NL

Tuition hike will turn off international recruits, say MUN students

Hundreds of students piled into a lecture hall at Memorial University of Newfoundland Thursday night to protest against proposed tuition hikes.
Hundreds of students gathered in a lecture hall in MUN's engineering building on Thursday to discuss proposed tuition increases. (CBC)

Hundreds of students piled into a lecture hall at Memorial University of Newfoundland Thursday night to protest against proposed tuition hikes.

The university has plans for a 30-per cent increase in tuition for international and graduate students to make up a $20 million cut in the latest provincial budget.

At a meeting Thursday in a lecture hall in MUN's engineering building, several students took the time to speak out about their own experiences.
Tamanna Khan is an international student from Bangledesh (CBC)

Tamanna Khan, who came to study at Memorial University from Bangladesh two years ago, said the increase hurts those who are a long way from home and fearful about the future.

"When I came in here in 2013, the recruiters of the MUN told me that the tuition is going to be frozen for my whole degree," she said.

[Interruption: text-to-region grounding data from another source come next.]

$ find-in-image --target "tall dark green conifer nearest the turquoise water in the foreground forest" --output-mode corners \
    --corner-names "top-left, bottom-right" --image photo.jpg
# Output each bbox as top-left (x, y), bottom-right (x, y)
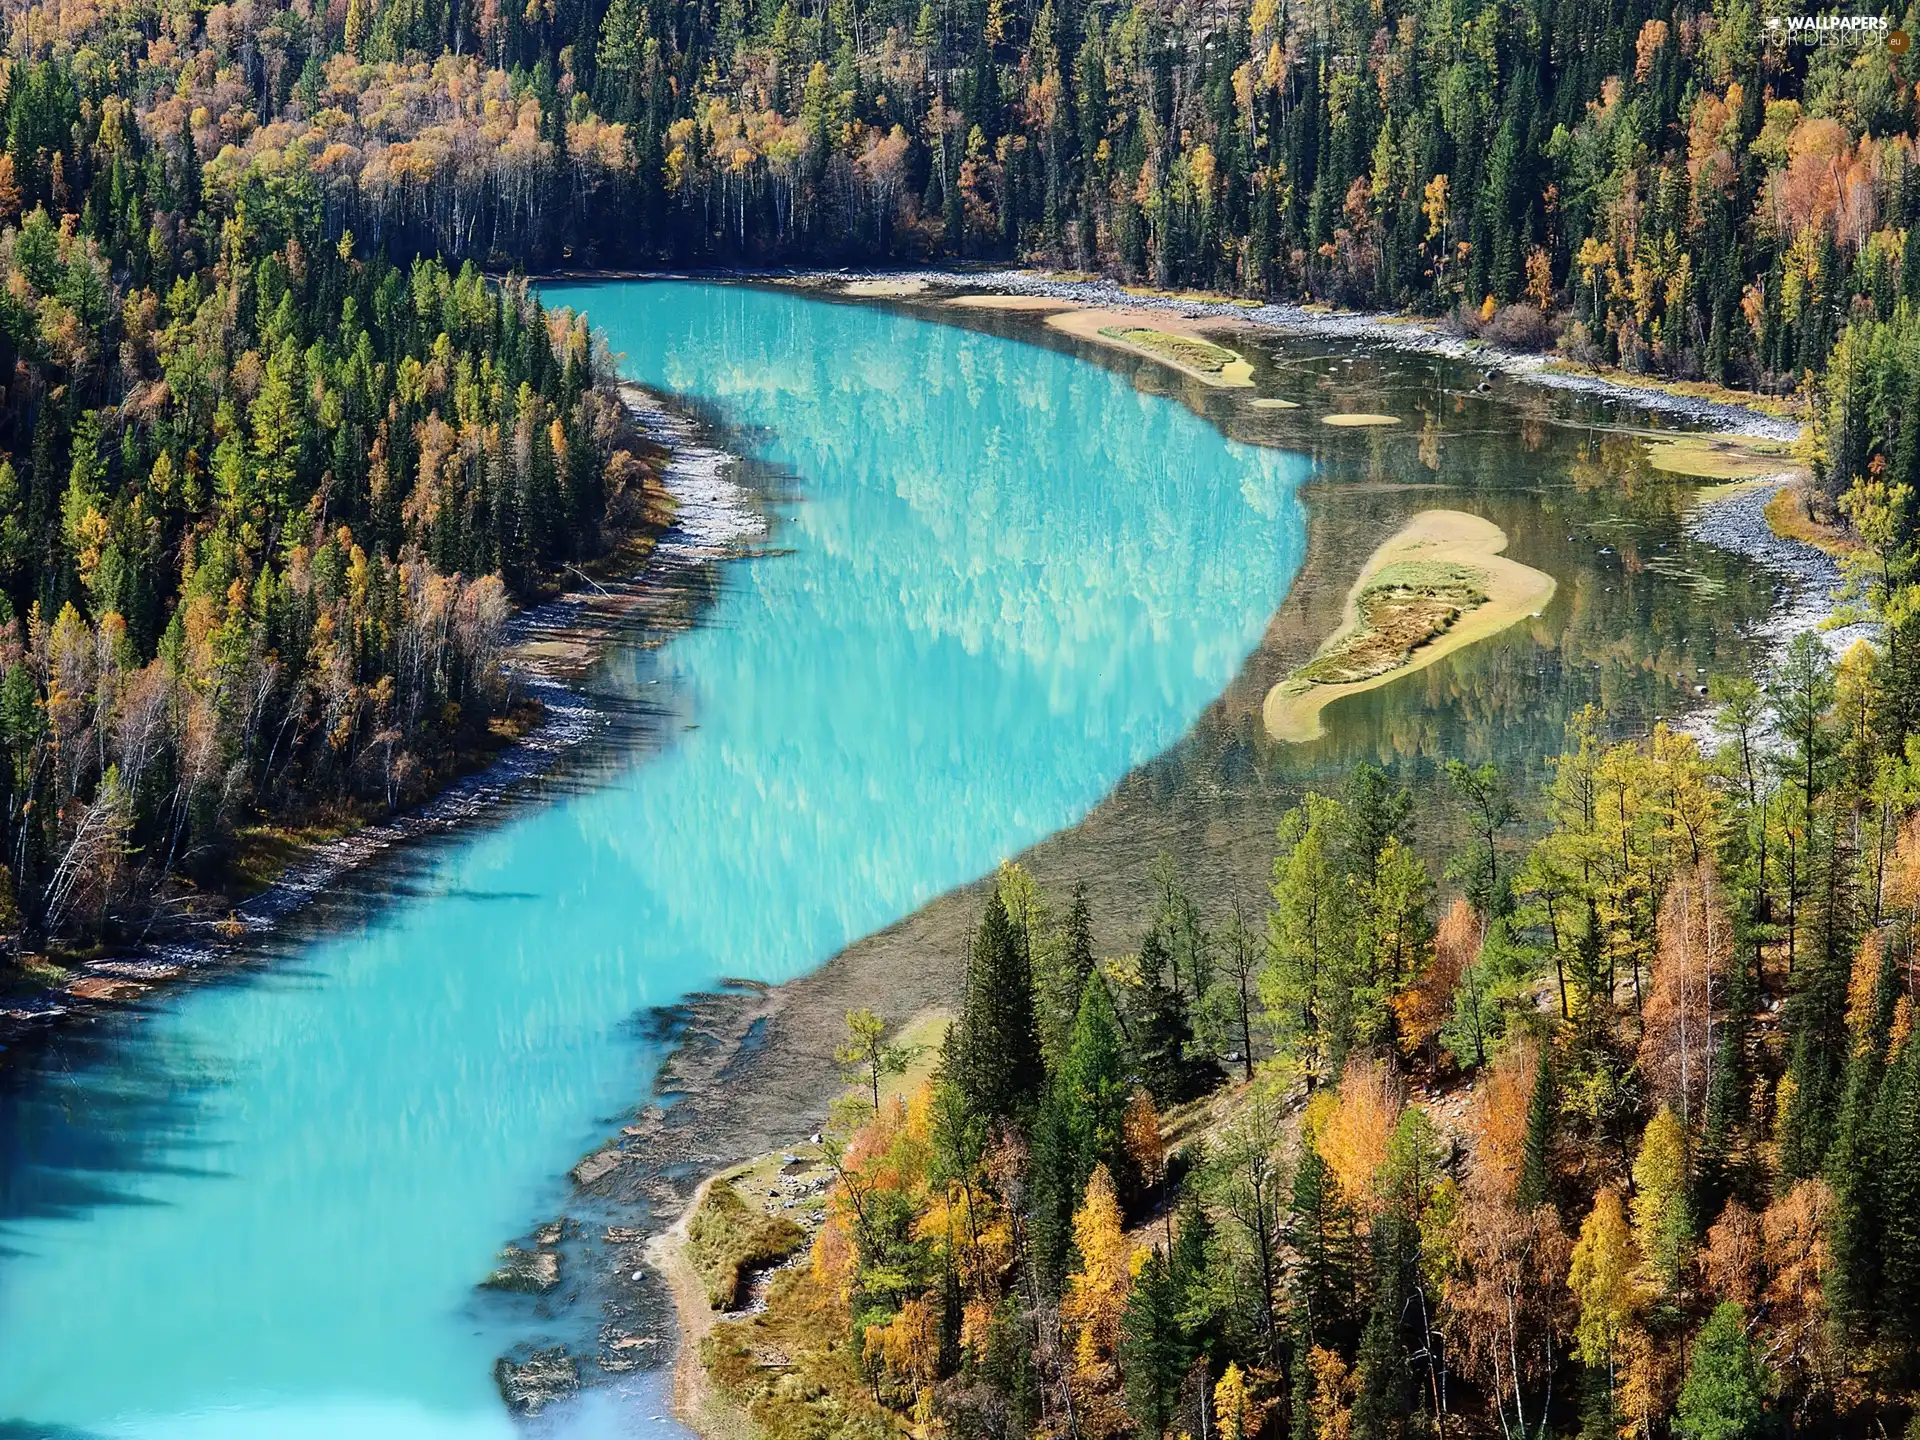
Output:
top-left (947, 893), bottom-right (1044, 1123)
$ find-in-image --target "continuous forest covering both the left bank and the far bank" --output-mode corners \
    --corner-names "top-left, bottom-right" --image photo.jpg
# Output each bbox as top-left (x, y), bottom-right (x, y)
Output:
top-left (0, 0), bottom-right (1920, 952)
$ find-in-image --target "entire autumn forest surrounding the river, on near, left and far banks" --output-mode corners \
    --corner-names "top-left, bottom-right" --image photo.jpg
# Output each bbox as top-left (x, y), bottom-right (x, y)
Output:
top-left (0, 0), bottom-right (1920, 1440)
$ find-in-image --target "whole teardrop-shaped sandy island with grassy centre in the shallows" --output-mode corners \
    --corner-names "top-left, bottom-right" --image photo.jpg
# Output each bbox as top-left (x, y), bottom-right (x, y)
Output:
top-left (1261, 511), bottom-right (1555, 741)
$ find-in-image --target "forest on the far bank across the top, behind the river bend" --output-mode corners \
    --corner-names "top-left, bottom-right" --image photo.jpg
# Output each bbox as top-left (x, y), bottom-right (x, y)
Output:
top-left (15, 0), bottom-right (1920, 394)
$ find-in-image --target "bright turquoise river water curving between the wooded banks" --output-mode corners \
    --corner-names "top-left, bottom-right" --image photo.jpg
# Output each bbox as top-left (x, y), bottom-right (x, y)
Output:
top-left (0, 284), bottom-right (1309, 1440)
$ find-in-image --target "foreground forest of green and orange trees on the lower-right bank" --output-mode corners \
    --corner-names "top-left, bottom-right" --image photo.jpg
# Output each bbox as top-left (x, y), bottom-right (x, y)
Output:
top-left (703, 522), bottom-right (1920, 1440)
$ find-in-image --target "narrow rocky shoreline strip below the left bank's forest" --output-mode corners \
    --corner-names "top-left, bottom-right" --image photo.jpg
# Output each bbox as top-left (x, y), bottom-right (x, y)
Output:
top-left (0, 380), bottom-right (756, 1064)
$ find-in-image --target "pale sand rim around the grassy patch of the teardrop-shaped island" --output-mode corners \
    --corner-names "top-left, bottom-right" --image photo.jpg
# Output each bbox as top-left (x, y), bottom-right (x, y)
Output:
top-left (1261, 511), bottom-right (1557, 741)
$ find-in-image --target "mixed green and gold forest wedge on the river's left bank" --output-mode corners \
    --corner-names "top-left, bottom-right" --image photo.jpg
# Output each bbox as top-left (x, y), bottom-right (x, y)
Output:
top-left (0, 10), bottom-right (660, 954)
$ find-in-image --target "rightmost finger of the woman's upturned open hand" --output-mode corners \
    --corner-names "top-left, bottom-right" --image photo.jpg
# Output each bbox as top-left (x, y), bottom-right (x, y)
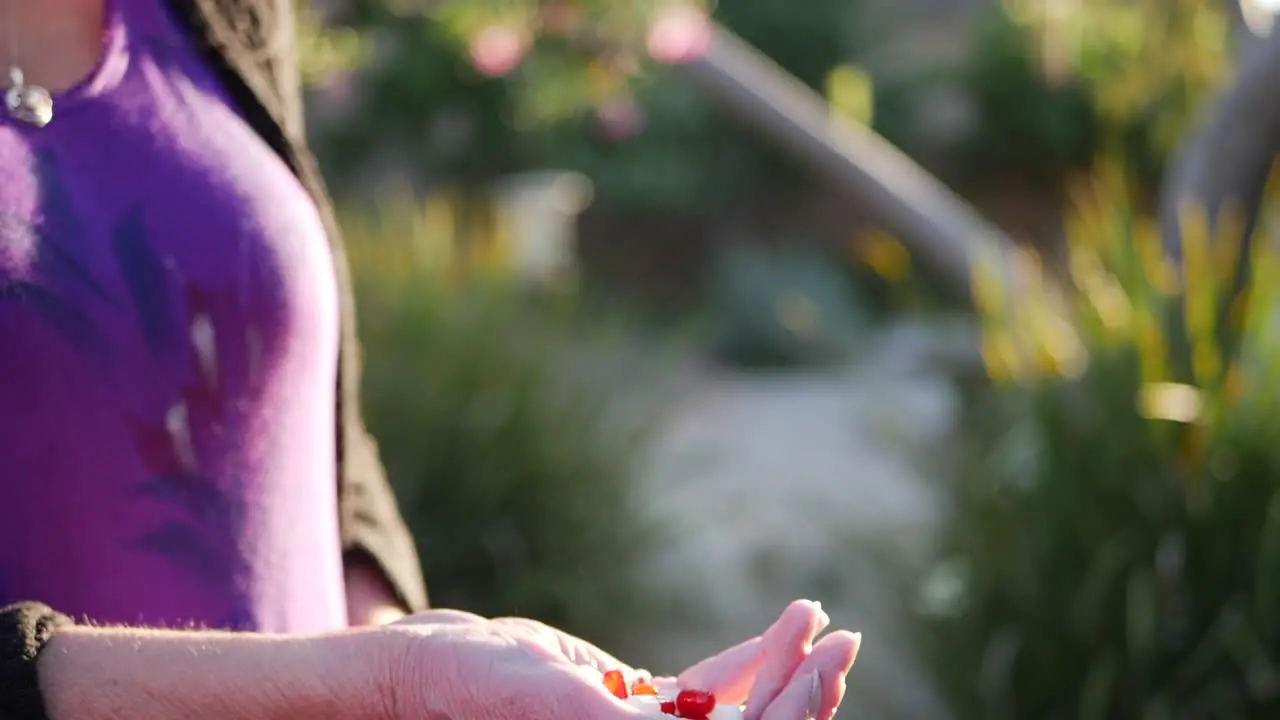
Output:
top-left (762, 630), bottom-right (861, 720)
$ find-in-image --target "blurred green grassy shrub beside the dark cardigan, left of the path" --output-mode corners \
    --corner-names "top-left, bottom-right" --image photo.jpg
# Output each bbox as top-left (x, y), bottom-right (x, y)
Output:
top-left (346, 197), bottom-right (664, 643)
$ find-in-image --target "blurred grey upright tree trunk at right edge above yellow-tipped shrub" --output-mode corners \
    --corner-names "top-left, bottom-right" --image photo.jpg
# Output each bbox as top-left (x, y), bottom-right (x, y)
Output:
top-left (1160, 7), bottom-right (1280, 258)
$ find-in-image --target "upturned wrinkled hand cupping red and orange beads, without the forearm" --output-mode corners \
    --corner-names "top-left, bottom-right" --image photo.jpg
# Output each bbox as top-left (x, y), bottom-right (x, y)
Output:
top-left (385, 601), bottom-right (860, 720)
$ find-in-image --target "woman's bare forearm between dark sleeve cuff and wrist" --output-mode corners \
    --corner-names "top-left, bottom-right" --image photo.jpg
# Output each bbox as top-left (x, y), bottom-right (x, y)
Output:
top-left (38, 628), bottom-right (385, 720)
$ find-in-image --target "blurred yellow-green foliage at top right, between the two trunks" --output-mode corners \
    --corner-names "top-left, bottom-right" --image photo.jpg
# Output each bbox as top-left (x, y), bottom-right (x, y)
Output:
top-left (961, 0), bottom-right (1233, 189)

"When I see the tuition fee is going to be increasing, my mother back home, she is scared. She can't afford that for me."

Unfair to foreign students and bad for the provincial economy

Brittany Lennox, a member of MUN's students union, said the tuition freeze is one of the reasons international and graduate students come to MUN in the first place. 
MUNSU's Brittany Lenox says raising tuition fees is unfair to international students, who already pay twice that of their Canadian peers. (CBC)

She thinks that without it Newfoundland will seem less attractive to those looking to come to Canada to study.

"The primary reason that international and graduate students are attracted here is for that tuition fee freeze," she said.

"If prospective students lose faith in the commitment of our province and our university to that tuition fee freeze, then we will lose the important opportunity to build our economy and help our province recover from the economic and population crisis that it is facing right now."

Lennox is not sure people realize just how little money some of the international students have, given that they already pay twice what Canadian students do.

"The international students that are on campus now are the highest users of the campus food bank," she said.

"Not only that, but international students already pay upwards of three to four times the Canadian students for the same education. We just want to point out the system that we already have is already an awful form of discrimination."